Sure, I agree with you there. A tiger definitely can inflict more damage. But we also see thousand of serious dog bite injuries, or horse injuries or whatever each year.
I think rather than banning, if the government *has* to get involved, I'd rather fall under a licensing system.
I'd prefer not to have the government poking themselves into every single aspect of my life, but if they have to, I'd rather it be in a way that I first show I'm responsible, and deserve the privilege, than have them dismiss exotic owners out of hand, call us all bad, and ban our pets.
As for leashed animals, I'd much rather see an aggressive breed kept in a properly enclosed yard than on a fixed-point leash. A dog in an enclosed yard may advance or retreat, and go through their normal routine when dealing with a perceived threat. A dog leashed to a tree, especially on a short leash, will become much more defense because of their exposure.
I can't remember who said it, but a few years ago, I recall seeing a conversation with a dog handler / animal control person who said that they'd rather deal with a loose animal over a chained one any day, because the loose one will probably run, but if you step into the leash area, you're now in the last area of safety that animal has, and it makes them that much more dangerous.

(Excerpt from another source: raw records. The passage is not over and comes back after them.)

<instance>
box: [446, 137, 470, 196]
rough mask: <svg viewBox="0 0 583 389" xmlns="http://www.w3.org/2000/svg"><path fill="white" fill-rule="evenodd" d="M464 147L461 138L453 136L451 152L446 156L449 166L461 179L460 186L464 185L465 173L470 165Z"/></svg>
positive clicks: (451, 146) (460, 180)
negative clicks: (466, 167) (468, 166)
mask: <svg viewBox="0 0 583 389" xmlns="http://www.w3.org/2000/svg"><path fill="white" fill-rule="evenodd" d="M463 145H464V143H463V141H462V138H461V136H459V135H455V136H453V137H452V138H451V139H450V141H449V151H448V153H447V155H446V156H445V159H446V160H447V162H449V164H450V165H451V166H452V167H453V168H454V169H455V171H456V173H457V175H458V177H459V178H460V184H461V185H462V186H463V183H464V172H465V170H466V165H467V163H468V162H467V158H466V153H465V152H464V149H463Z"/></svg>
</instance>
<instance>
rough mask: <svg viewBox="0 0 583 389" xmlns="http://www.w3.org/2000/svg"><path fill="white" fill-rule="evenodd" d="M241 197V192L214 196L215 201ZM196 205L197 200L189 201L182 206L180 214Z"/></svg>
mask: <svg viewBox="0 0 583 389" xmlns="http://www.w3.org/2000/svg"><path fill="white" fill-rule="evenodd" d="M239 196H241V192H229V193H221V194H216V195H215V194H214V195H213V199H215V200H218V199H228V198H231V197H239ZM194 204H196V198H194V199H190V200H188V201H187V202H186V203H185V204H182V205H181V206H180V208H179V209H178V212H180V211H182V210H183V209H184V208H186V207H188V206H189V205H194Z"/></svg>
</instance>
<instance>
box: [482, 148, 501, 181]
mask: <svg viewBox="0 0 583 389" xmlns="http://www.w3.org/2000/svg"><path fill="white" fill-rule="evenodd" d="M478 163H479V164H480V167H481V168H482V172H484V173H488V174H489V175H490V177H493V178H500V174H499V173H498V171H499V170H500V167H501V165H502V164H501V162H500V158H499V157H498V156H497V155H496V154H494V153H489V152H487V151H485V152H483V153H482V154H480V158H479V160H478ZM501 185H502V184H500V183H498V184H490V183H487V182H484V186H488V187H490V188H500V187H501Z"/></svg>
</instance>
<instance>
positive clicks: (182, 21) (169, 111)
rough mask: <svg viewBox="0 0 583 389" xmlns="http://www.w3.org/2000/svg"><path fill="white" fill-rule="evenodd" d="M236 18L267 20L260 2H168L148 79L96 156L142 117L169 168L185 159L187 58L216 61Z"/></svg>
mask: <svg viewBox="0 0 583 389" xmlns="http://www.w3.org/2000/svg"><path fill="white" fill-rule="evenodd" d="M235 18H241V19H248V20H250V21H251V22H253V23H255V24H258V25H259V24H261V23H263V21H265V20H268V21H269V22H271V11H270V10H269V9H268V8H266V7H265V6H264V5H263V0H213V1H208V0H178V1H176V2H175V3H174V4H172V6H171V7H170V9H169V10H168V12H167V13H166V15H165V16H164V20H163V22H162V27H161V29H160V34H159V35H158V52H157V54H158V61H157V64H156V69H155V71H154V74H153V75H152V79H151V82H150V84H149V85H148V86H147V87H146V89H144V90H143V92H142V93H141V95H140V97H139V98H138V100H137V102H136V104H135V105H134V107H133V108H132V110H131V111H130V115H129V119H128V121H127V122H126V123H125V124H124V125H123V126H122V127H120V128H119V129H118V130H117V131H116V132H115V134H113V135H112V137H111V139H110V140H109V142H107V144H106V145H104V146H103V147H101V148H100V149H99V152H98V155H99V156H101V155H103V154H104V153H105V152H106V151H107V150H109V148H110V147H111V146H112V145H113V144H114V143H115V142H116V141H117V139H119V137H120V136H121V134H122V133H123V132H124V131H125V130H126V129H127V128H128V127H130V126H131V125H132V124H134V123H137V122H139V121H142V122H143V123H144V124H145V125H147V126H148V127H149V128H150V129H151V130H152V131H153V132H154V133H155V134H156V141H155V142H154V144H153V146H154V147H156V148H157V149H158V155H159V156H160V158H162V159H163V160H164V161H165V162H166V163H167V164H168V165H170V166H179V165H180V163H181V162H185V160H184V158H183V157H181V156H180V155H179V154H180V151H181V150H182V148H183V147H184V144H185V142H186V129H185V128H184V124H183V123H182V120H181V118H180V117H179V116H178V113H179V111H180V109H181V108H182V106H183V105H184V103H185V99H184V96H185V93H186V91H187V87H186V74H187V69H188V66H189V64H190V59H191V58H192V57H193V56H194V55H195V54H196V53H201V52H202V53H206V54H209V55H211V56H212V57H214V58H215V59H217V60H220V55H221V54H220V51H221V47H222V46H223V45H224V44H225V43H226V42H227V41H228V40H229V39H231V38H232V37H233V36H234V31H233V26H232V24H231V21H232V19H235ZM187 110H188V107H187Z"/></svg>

I've got a problem with pit bull owners. Not the dogs themselves. The court case we're involved in is a result of a poor owner that didn't supervise his dog, gave it beer, let it run loose in a yard with an open gate, and would get it worked up hanging from tires and then just leave without giving the dog a cooling down period. That's definitely not a shining example.
But even some "good" PB owners, don't exercise the diligence they should. ANY dog is capable of biting, and any cat is capable of scratching. The damage such breeds can do should be taken into account. If a breed has a stronger fight reflex, than flight reflex, they should never leave the animal alone with the others, and be extra alert when supervising.
A lot of us have gotten nipped, but when the nip comes from an animal with 1800 lbs per square inch of bite, the results can be serious, even if the intent isn't there.
I dealt with our landlord's dog issue sternly enough. When my fiance ruptured a disk in her back going over the fence to get away from the dog, who was running loose in the area we needed to go through to get to our apartment, I told them that if I found him running loose in that area again I would take my shovel and kill him, since Animal Control wouldn't come.
The dog wasn't in any real danger from me, because he's generally a good dog, just very flighty with an aggressive response. But you want to bet they stopped letting him run loose unattended immediately after that.
The son moved elsewhere and took him with him. I hope no one is seriously injured because of their poor animal care.